Depending on the issuer's home country, the SEC may allow incorporation by reference to certain home-country filings or provide accommodations under Rule 405 and Rule 403 of Regulation C.
Accounting and Auditing Standards
Foreign private issuers filing Form F-1 are permitted to present their financial statements using IFRS as issued by the International Accounting Standards Board (IASB), without reconciliation to U.S. Generally Accepted Accounting Principles (GAAP). Alternatively, companies may use U.S. GAAP if they choose. The financial statements must be audited by an independent auditor registered with the Public Company Accounting Oversight Board (PCAOB).
This flexibility helps reduce the compliance burden for foreign issuers and aligns the registration process with global accounting norms. However, the SEC still requires rigorous disclosures and audit procedures to maintain transparency and investor confidence.

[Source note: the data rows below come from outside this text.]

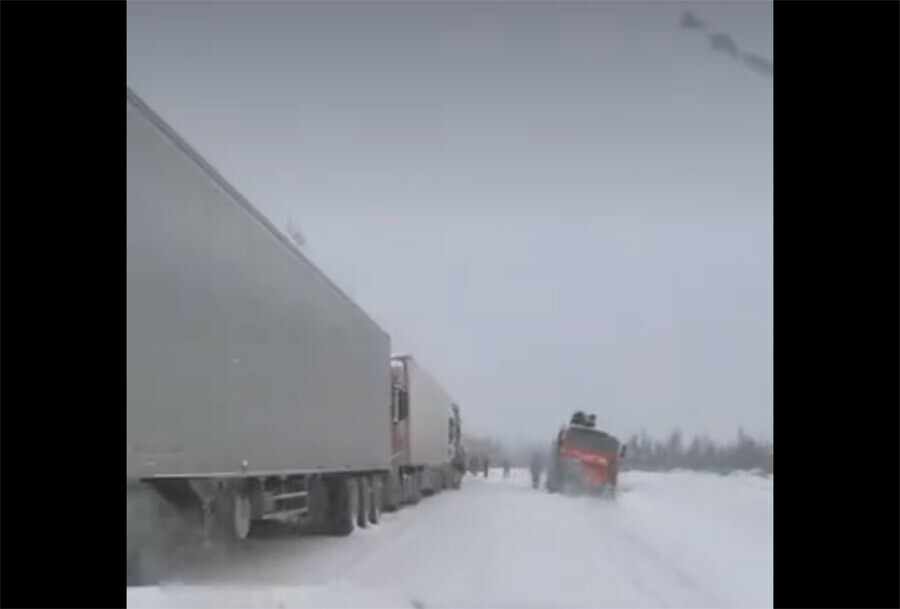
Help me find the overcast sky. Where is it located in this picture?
[128,1,773,442]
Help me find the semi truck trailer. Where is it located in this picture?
[126,90,461,579]
[386,355,466,508]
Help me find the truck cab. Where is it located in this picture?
[547,413,624,494]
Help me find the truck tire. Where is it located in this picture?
[356,476,372,529]
[409,472,422,505]
[382,470,403,512]
[328,478,359,537]
[212,486,252,544]
[450,469,463,491]
[368,476,384,524]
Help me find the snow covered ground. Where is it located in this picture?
[128,470,773,609]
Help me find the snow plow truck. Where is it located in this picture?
[547,411,625,497]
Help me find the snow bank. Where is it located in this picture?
[128,469,773,609]
[127,583,421,609]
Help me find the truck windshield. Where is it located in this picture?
[566,428,619,453]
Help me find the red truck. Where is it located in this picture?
[547,412,625,496]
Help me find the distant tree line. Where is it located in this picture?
[621,428,772,474]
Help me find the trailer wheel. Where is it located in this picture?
[409,472,422,505]
[329,478,359,537]
[356,476,372,528]
[368,476,384,524]
[213,489,252,543]
[382,470,403,512]
[232,493,251,540]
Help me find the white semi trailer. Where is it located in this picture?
[126,90,459,581]
[385,355,465,507]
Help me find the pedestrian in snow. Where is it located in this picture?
[530,451,544,488]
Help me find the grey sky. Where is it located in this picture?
[128,2,773,441]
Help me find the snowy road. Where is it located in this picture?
[128,471,773,607]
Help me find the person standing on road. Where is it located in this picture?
[531,451,544,488]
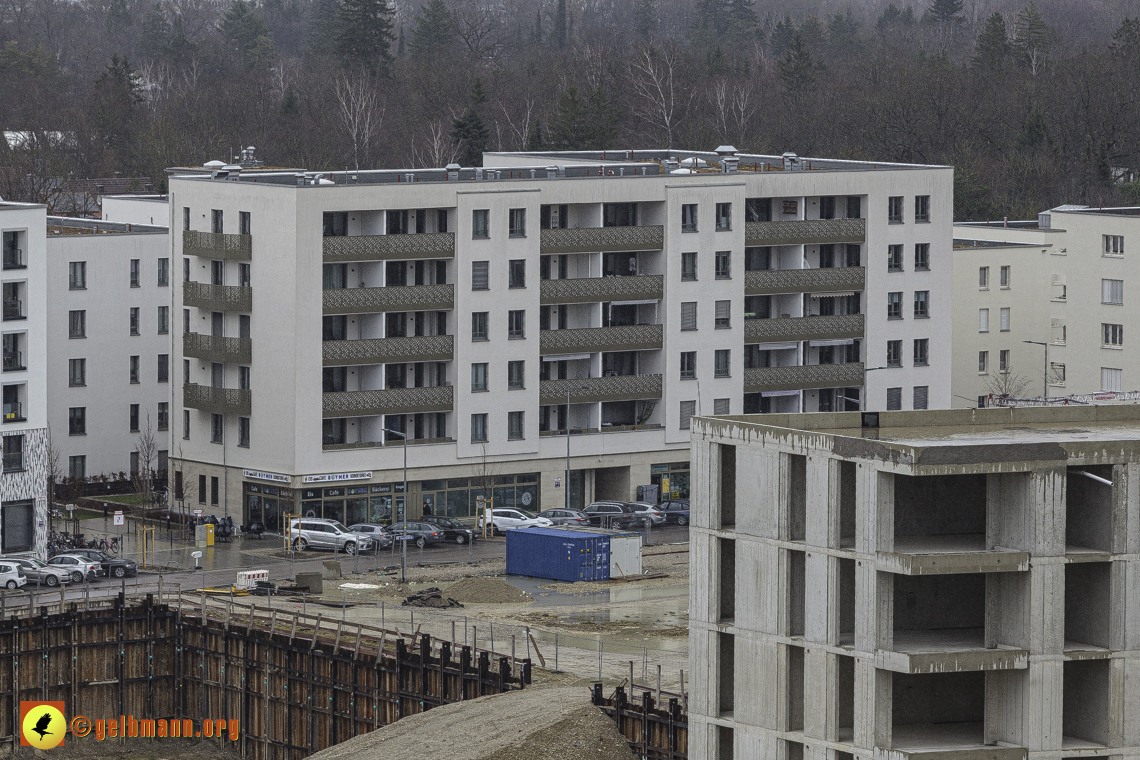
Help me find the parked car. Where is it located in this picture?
[421,515,478,545]
[538,509,589,526]
[67,549,139,578]
[48,553,103,583]
[288,517,372,554]
[0,557,71,588]
[658,501,689,525]
[0,559,27,589]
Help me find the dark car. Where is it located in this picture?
[657,501,689,525]
[421,515,478,544]
[538,509,589,526]
[63,549,139,578]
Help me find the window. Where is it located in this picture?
[67,359,87,387]
[506,259,527,287]
[912,195,930,221]
[471,209,491,239]
[506,411,523,441]
[681,401,697,430]
[67,261,87,291]
[914,243,930,272]
[887,293,903,319]
[471,311,489,341]
[1100,279,1124,307]
[713,349,732,377]
[716,203,732,231]
[507,209,527,237]
[887,341,903,367]
[506,361,527,391]
[681,351,697,379]
[471,362,487,393]
[67,407,87,435]
[887,195,903,223]
[713,301,732,329]
[887,245,903,272]
[716,251,732,279]
[471,261,490,291]
[681,251,697,283]
[471,414,487,443]
[914,291,930,319]
[506,309,527,341]
[914,337,930,367]
[681,203,697,232]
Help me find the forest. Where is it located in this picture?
[0,0,1140,220]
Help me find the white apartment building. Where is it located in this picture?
[169,148,953,530]
[952,206,1140,407]
[47,218,177,480]
[0,202,50,554]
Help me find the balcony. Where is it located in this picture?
[538,325,662,356]
[539,224,665,253]
[321,232,455,263]
[538,375,661,404]
[182,283,253,311]
[182,383,251,417]
[324,285,455,314]
[744,267,866,295]
[324,385,455,418]
[182,230,253,261]
[744,219,866,246]
[539,276,665,305]
[744,361,863,393]
[323,335,455,367]
[182,333,253,365]
[744,314,863,343]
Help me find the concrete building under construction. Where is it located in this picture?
[689,407,1140,760]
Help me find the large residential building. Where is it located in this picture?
[689,406,1140,760]
[169,148,953,530]
[953,206,1140,407]
[0,202,50,553]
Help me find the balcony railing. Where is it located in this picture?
[182,230,253,261]
[539,275,665,304]
[323,335,455,367]
[744,267,866,295]
[744,219,866,246]
[182,283,253,311]
[539,224,665,253]
[324,385,455,417]
[538,375,661,404]
[324,285,455,314]
[539,325,662,356]
[321,232,455,263]
[182,333,253,365]
[744,314,863,343]
[182,383,251,417]
[744,361,863,393]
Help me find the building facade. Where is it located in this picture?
[689,406,1140,760]
[170,149,953,529]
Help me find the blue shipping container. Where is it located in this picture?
[506,528,610,582]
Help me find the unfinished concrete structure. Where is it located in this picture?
[690,407,1140,760]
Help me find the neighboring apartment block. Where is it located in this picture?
[953,201,1140,407]
[170,148,953,530]
[689,406,1140,760]
[47,218,171,479]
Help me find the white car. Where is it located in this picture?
[479,507,554,533]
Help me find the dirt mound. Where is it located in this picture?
[447,578,535,604]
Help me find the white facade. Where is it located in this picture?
[170,152,953,523]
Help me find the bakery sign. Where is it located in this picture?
[301,472,372,483]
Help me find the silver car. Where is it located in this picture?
[288,517,372,554]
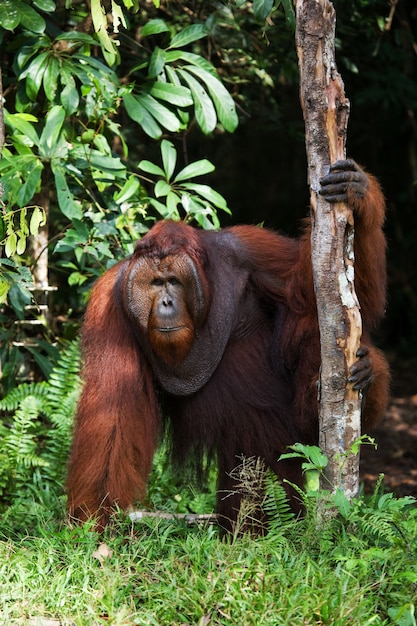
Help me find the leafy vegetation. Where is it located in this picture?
[0,454,417,626]
[0,0,417,626]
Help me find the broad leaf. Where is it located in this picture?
[149,81,193,107]
[166,50,217,77]
[43,56,61,102]
[138,159,165,177]
[52,162,83,220]
[4,110,39,145]
[33,0,56,13]
[178,70,217,135]
[148,46,166,78]
[29,206,46,235]
[182,183,230,213]
[13,0,46,33]
[161,139,177,180]
[174,159,215,183]
[123,93,162,139]
[136,94,180,133]
[20,52,49,100]
[253,0,274,20]
[113,176,140,204]
[39,105,65,158]
[140,19,169,37]
[184,65,239,132]
[169,24,209,48]
[0,0,20,30]
[17,159,43,207]
[154,180,171,198]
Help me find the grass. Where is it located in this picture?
[0,492,417,626]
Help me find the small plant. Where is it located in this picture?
[0,342,80,511]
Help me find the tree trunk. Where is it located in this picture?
[295,0,362,498]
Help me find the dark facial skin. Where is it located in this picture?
[149,271,186,333]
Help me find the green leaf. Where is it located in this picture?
[182,183,230,212]
[17,159,43,207]
[174,159,215,183]
[43,56,61,102]
[20,52,49,101]
[113,176,140,204]
[91,0,115,56]
[178,70,217,135]
[88,150,126,177]
[166,50,217,77]
[253,0,274,20]
[168,24,209,49]
[52,162,83,220]
[138,159,165,177]
[136,94,180,133]
[39,104,65,158]
[59,65,80,115]
[0,0,20,30]
[33,0,56,13]
[0,275,10,304]
[183,65,239,132]
[161,139,177,180]
[4,110,39,145]
[4,233,17,258]
[55,30,97,46]
[29,206,46,235]
[140,19,169,37]
[148,46,166,78]
[149,81,193,107]
[13,0,46,33]
[16,234,26,256]
[154,180,171,198]
[123,93,162,139]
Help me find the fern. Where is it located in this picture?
[263,469,295,534]
[0,342,80,509]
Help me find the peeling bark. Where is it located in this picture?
[295,0,362,497]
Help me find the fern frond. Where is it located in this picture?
[263,469,295,533]
[0,381,49,412]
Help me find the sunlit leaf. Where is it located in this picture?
[161,139,177,180]
[139,159,165,176]
[140,19,169,37]
[253,0,274,20]
[0,0,20,30]
[169,24,208,48]
[148,46,166,78]
[52,163,83,220]
[177,69,217,135]
[114,176,140,204]
[149,81,193,107]
[174,159,215,183]
[154,180,171,198]
[123,93,162,139]
[182,183,230,213]
[29,206,46,235]
[13,0,46,33]
[137,94,180,133]
[184,65,239,132]
[39,105,65,158]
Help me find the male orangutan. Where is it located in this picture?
[68,160,389,527]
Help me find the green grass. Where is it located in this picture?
[0,498,417,626]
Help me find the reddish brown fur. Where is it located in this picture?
[68,165,389,523]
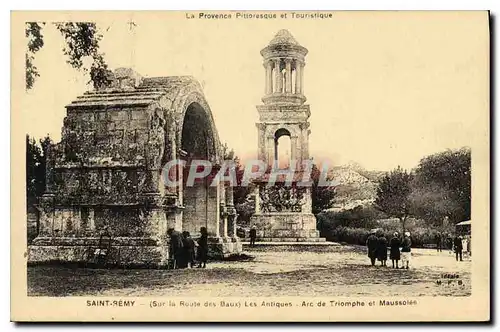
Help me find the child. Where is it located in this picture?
[401,232,411,269]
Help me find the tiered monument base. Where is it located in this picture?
[28,237,242,267]
[250,212,326,242]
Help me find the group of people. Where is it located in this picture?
[366,229,411,269]
[167,227,208,269]
[436,233,471,261]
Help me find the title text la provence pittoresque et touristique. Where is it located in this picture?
[186,12,333,20]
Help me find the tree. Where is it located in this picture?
[375,167,413,233]
[311,164,335,215]
[412,148,471,223]
[25,22,111,90]
[26,135,50,206]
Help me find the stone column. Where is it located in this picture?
[274,59,283,93]
[226,185,237,237]
[219,182,227,237]
[206,186,221,237]
[299,63,304,95]
[295,61,301,94]
[267,136,276,165]
[253,185,260,214]
[290,136,297,165]
[264,60,273,95]
[285,59,292,93]
[38,194,55,237]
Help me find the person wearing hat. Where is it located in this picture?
[453,236,464,261]
[250,225,257,247]
[366,229,378,266]
[377,231,387,266]
[389,232,401,269]
[401,232,411,269]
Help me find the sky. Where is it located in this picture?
[21,12,489,170]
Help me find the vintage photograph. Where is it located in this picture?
[12,11,490,320]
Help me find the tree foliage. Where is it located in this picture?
[26,22,111,90]
[375,167,413,232]
[311,164,335,215]
[412,148,471,223]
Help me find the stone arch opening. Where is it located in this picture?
[181,102,217,235]
[274,128,292,169]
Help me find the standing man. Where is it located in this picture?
[167,228,184,269]
[377,232,387,266]
[401,232,411,269]
[198,227,208,268]
[453,236,464,261]
[250,226,257,247]
[182,231,195,267]
[366,229,378,266]
[436,232,443,252]
[389,232,401,269]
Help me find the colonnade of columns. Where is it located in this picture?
[217,184,237,238]
[264,58,304,95]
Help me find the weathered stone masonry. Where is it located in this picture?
[29,69,241,265]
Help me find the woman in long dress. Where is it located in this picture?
[389,232,401,269]
[198,227,208,268]
[377,233,387,266]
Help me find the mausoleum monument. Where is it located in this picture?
[250,30,325,242]
[29,69,241,266]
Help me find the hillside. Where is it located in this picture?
[328,165,380,211]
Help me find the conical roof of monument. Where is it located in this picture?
[269,29,300,45]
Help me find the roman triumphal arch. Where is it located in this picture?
[29,68,241,266]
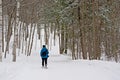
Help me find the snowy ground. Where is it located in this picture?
[0,54,120,80]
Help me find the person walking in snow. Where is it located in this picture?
[40,45,49,68]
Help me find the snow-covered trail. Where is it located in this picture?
[0,55,120,80]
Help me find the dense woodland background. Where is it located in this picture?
[0,0,120,62]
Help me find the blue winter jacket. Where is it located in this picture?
[40,47,49,58]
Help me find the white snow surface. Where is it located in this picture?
[0,27,120,80]
[0,53,120,80]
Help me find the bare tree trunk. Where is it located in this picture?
[0,0,2,62]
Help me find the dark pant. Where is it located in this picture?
[42,58,47,67]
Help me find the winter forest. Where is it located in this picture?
[0,0,120,62]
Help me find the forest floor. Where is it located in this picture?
[0,54,120,80]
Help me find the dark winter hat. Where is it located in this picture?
[43,45,45,47]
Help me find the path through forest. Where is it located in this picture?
[0,54,120,80]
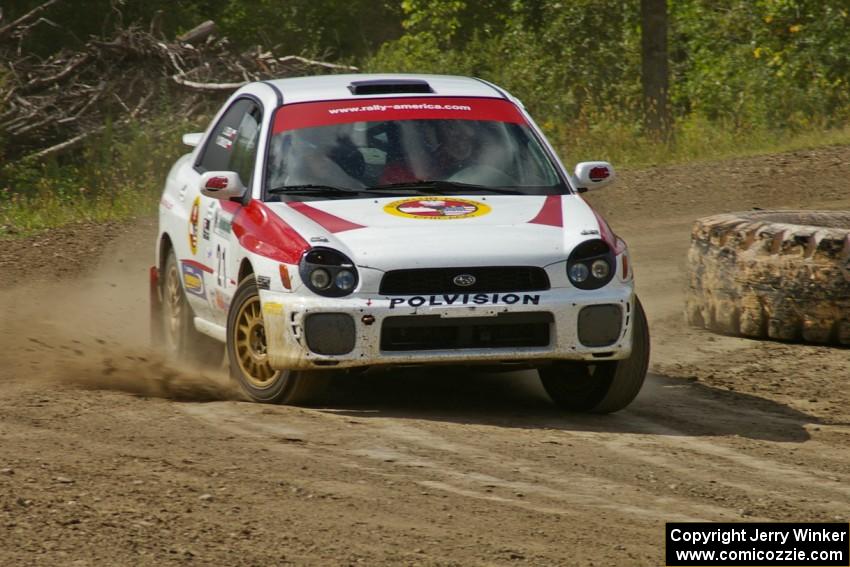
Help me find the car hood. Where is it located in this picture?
[267,195,607,270]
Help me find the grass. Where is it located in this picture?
[553,118,850,169]
[0,118,205,238]
[0,111,850,238]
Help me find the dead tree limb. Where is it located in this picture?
[0,0,61,38]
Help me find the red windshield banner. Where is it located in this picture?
[273,97,525,134]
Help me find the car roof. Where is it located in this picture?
[265,73,506,104]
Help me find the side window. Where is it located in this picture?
[227,107,260,186]
[198,99,260,185]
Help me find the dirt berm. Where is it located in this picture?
[0,148,850,566]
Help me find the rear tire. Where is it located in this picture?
[161,250,224,367]
[538,298,649,413]
[227,275,330,405]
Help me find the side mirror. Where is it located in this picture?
[201,171,246,201]
[183,132,204,148]
[573,161,615,193]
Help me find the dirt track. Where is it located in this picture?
[0,148,850,565]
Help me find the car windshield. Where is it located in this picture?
[266,98,566,196]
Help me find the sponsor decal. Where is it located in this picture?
[263,302,283,315]
[189,196,201,256]
[384,197,492,220]
[213,289,230,311]
[272,97,525,134]
[183,264,207,298]
[390,293,540,309]
[221,126,238,140]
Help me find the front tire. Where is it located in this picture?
[538,298,649,413]
[227,275,328,405]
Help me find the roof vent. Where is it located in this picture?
[348,79,434,95]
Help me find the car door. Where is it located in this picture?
[196,98,262,326]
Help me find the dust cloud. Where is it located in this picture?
[0,231,239,401]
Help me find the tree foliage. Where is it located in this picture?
[0,0,850,144]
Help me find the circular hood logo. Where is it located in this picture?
[452,274,477,287]
[384,197,492,220]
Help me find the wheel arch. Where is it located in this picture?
[236,258,254,283]
[156,232,174,272]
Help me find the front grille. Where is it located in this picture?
[380,266,549,295]
[381,313,554,351]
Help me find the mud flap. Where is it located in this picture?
[150,266,162,346]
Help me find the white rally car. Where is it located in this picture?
[151,75,649,412]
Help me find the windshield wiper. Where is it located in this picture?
[269,184,410,197]
[368,179,523,195]
[269,184,361,195]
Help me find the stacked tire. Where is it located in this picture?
[685,211,850,345]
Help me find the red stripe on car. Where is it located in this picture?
[528,195,564,226]
[232,200,310,264]
[287,201,365,233]
[180,260,212,274]
[272,97,525,134]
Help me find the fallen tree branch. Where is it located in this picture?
[171,75,246,92]
[0,0,60,38]
[0,15,357,160]
[278,55,359,71]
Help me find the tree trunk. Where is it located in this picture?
[640,0,672,139]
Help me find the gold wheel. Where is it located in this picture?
[162,262,186,350]
[233,295,281,389]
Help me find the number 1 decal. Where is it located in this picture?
[215,244,227,288]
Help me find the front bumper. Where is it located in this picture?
[260,285,634,370]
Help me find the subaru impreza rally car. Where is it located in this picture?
[151,75,649,412]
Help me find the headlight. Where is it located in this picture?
[567,239,614,289]
[570,263,590,283]
[590,260,611,280]
[299,247,358,297]
[310,268,331,289]
[334,270,357,291]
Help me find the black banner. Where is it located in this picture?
[666,522,850,567]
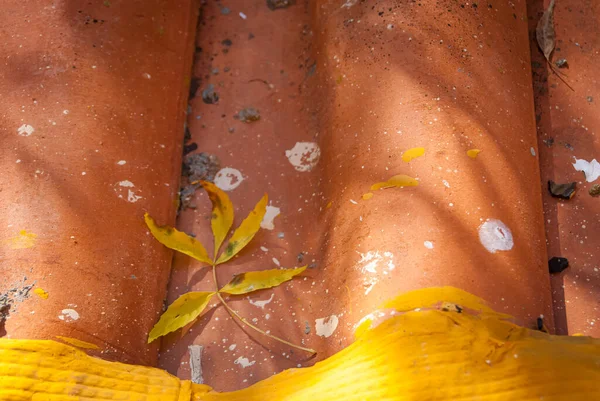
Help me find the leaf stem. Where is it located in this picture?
[213,263,317,355]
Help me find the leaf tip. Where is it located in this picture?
[467,149,481,159]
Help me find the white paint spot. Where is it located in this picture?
[353,309,400,331]
[479,219,514,253]
[188,344,204,384]
[356,251,396,295]
[573,158,600,182]
[285,142,321,172]
[17,124,35,136]
[58,309,79,322]
[233,356,256,368]
[260,206,281,230]
[315,315,339,338]
[215,167,244,191]
[248,293,275,309]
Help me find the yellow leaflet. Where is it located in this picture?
[56,336,100,349]
[2,230,37,249]
[0,288,600,401]
[148,291,215,344]
[402,148,425,163]
[200,181,233,258]
[354,287,512,338]
[217,194,269,264]
[371,174,419,191]
[144,213,212,264]
[33,287,48,299]
[467,149,481,159]
[380,287,511,319]
[219,266,306,295]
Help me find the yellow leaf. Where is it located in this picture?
[217,194,269,264]
[56,336,100,349]
[467,149,481,159]
[219,266,306,295]
[33,287,48,299]
[144,213,212,264]
[402,148,425,163]
[371,174,419,191]
[148,291,215,344]
[2,230,37,249]
[200,181,233,257]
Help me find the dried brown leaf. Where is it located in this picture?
[535,0,556,62]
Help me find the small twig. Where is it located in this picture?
[213,264,317,355]
[546,59,575,92]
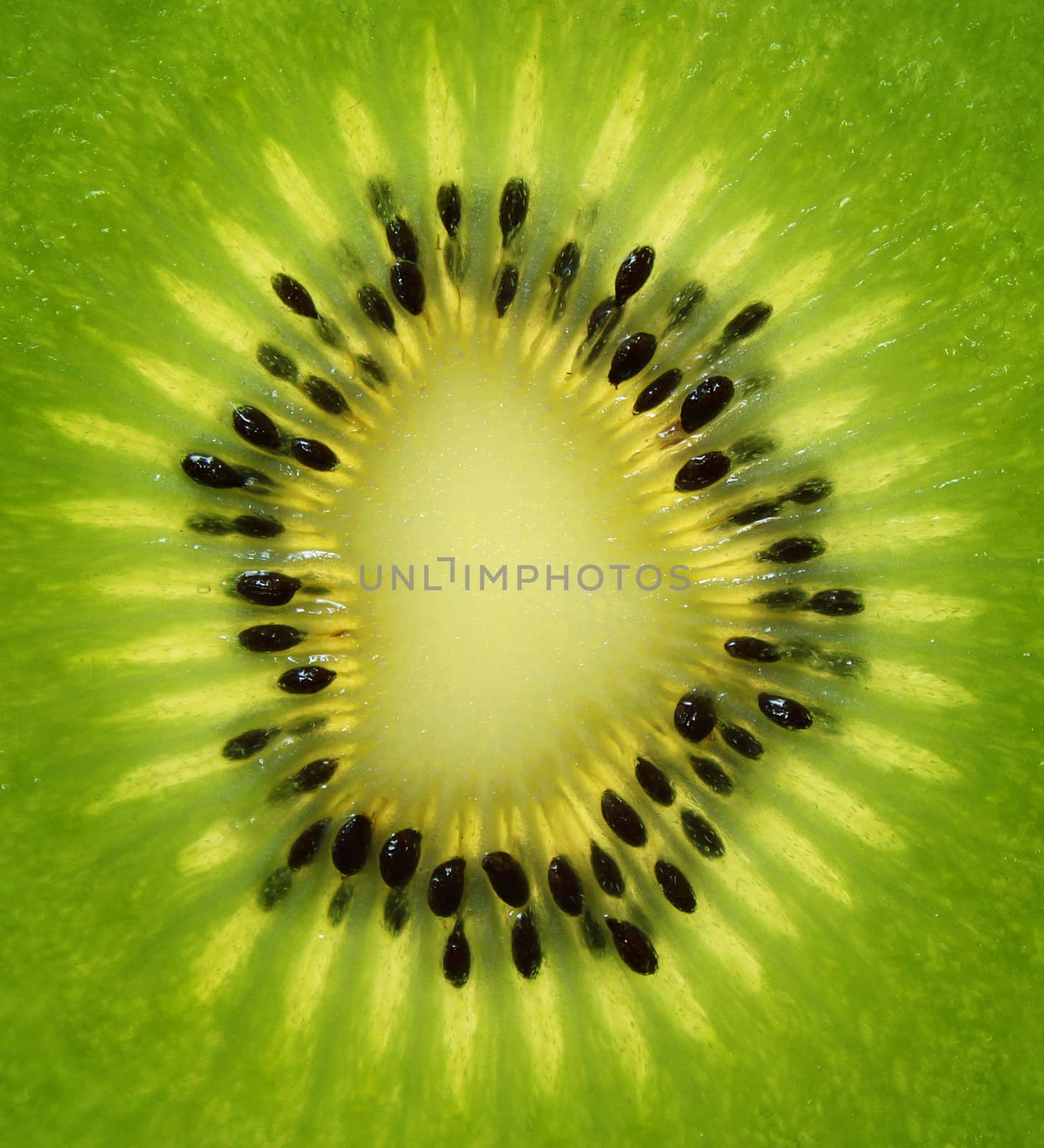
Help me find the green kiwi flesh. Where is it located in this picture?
[0,4,1040,1146]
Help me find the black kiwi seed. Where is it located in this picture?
[482,851,530,909]
[721,725,765,761]
[388,260,425,314]
[235,570,301,606]
[499,179,530,247]
[591,842,624,897]
[493,263,518,319]
[614,247,656,306]
[681,375,736,434]
[631,366,681,415]
[278,666,338,693]
[548,857,583,917]
[222,729,279,761]
[674,450,732,494]
[689,758,733,796]
[329,813,373,877]
[608,331,656,387]
[725,637,780,662]
[356,283,395,334]
[784,479,834,507]
[436,184,461,239]
[511,909,543,980]
[723,303,772,342]
[182,455,247,490]
[757,538,827,566]
[667,283,706,331]
[728,502,784,526]
[232,514,283,538]
[304,375,348,415]
[681,809,725,857]
[286,817,329,869]
[291,438,341,471]
[606,917,659,977]
[239,624,306,653]
[292,758,338,794]
[442,921,471,989]
[258,343,298,382]
[602,790,648,848]
[379,829,420,888]
[232,406,283,450]
[272,274,319,319]
[758,693,812,729]
[634,758,674,805]
[805,590,864,618]
[652,861,696,913]
[385,216,420,263]
[427,857,465,917]
[674,690,717,742]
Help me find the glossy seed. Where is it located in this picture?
[427,857,465,917]
[356,283,395,333]
[591,842,624,897]
[720,725,765,761]
[278,666,338,693]
[681,375,736,434]
[493,263,518,319]
[608,331,656,387]
[388,260,425,314]
[258,343,298,382]
[674,690,715,742]
[304,375,348,415]
[634,758,674,805]
[631,366,681,415]
[667,281,706,331]
[681,809,725,857]
[689,758,733,796]
[652,861,696,913]
[723,303,772,342]
[272,274,319,319]
[293,758,338,794]
[442,921,471,989]
[232,514,283,538]
[222,728,279,761]
[182,455,247,490]
[511,909,543,980]
[728,502,784,526]
[758,693,812,729]
[602,790,648,848]
[548,857,583,917]
[329,813,373,877]
[291,438,341,471]
[235,570,301,606]
[239,624,306,653]
[379,829,420,888]
[258,865,294,911]
[784,479,834,507]
[385,216,420,263]
[499,179,530,247]
[757,538,827,566]
[614,247,656,306]
[674,450,732,494]
[805,590,864,618]
[482,851,530,909]
[606,917,659,977]
[286,817,329,869]
[725,637,780,662]
[436,184,461,239]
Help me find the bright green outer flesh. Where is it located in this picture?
[0,2,1044,1146]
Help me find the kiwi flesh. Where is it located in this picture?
[7,6,1038,1144]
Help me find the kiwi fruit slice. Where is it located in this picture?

Filing Process and SEC Review
Once Form F-1 is filed, the SEC conducts a detailed review of the document to ensure it complies with applicable securities laws and regulations. The review process may involve multiple comment letters, during which the SEC requests clarifications or additional disclosures. The issuer must respond to these comments before the registration can be declared effective.
Upon clearance, the issuer can proceed with pricing and selling the securities to U.S. investors. Form F-1 may be amended several times before becoming effective, particularly in response to SEC feedback or changes in offering terms.
Regulatory Considerations
Companies using Form F-1 must also comply with other regulations, such as the Securities Act’s antifraud provisions and the SEC’s rules on public communications and “gun-jumping” (improper promotional activities before a registration becomes effective). If the offering involves underwriters, they must also comply with applicable rules under the Financial Industry Regulatory Authority (FINRA).
Additionally, issuers must consider ongoing reporting obligations following the offering. Depending on listing status and public float, these may include annual reports on Form 20-F and other periodic filings under the Exchange Act.
The Bottom Line
SEC Form F-1 is a critical disclosure tool that allows foreign private issuers to enter U.S. capital markets and offer securities to American investors. While it parallels the domestic Form S-1 in structure and purpose, it is tailored to accommodate the unique legal, accounting, and regulatory environments of non-U.S. entities. Filing Form F-1 requires a comprehensive presentation of financial, operational, and governance information, and is subject to detailed SEC review. Once effective, it opens the door for foreign companies to raise capital in one of the largest and most liquid markets in the world.